Ich sehe die Schuld an der teuren Wiedervereinigung der Treuhandgesellschaft, der damaligen Politik und den geldgierigen westdeutschen Unernehmen, kurz und knapp, den Bonzen des Westens.

Was ich einfach zum lachen finde, kurz nach der Wende wurden alles was es in der DDR gab als schlecht abgewertet, wie sieht es heute aus? Vieles was es in der DDR gab, gibt es heute wieder, das Bildungssystem nur mal so als beispiel genannt. Es wird einfach das Rad neu erfunden und vermarkten es als eigene Idee. Eine Heuchelei ist das ohne Grenzen.

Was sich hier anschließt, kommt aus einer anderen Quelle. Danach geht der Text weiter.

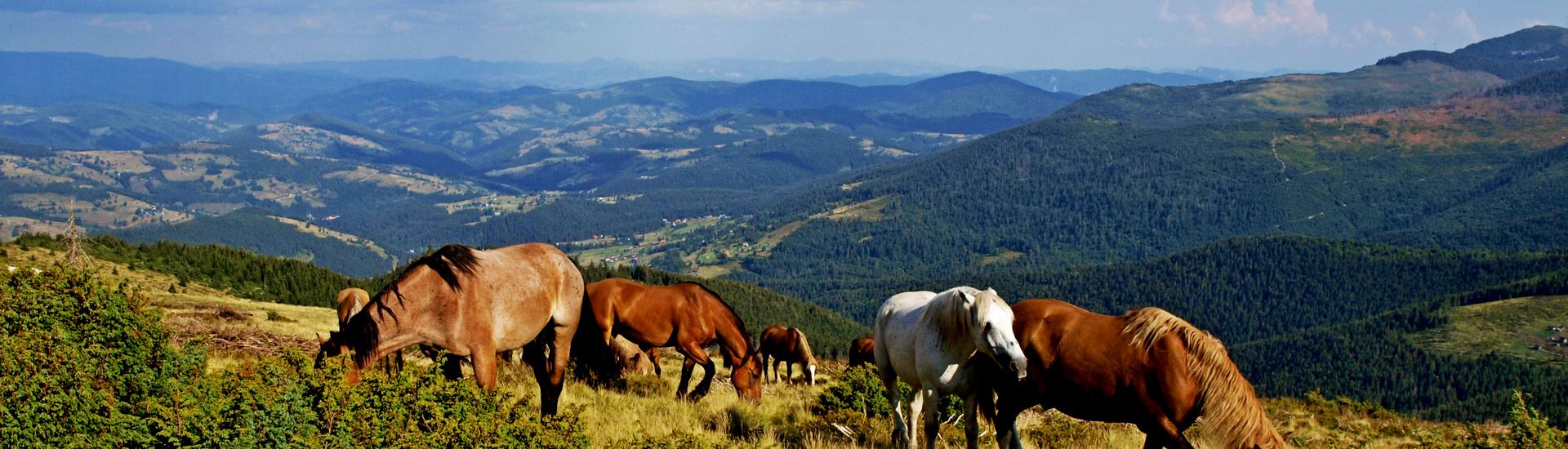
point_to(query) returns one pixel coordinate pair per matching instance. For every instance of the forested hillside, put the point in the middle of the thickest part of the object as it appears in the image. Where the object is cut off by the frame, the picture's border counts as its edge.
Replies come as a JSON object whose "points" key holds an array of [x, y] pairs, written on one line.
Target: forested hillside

Wenn ich jetzt rausschaue wie sehr sich meine Region in den letzten Jahren verändert hat, einfach unglaublich. Auch siedeln sich immer mehr westdeutsche Firmen in meiner Gegend an, ist ja auch kein Wunder, hier ist der das Zentrum Deutschlands. Die Straßen sind zum guten Teil neu gemacht worden.

Egal was andere sagen: ich bin stolz ein Thüringer zu sein und ich liebe meine Heimat, wie sie sich entwickelt hat. Es sind nur kleine Schritte, aber es geht aufwärts.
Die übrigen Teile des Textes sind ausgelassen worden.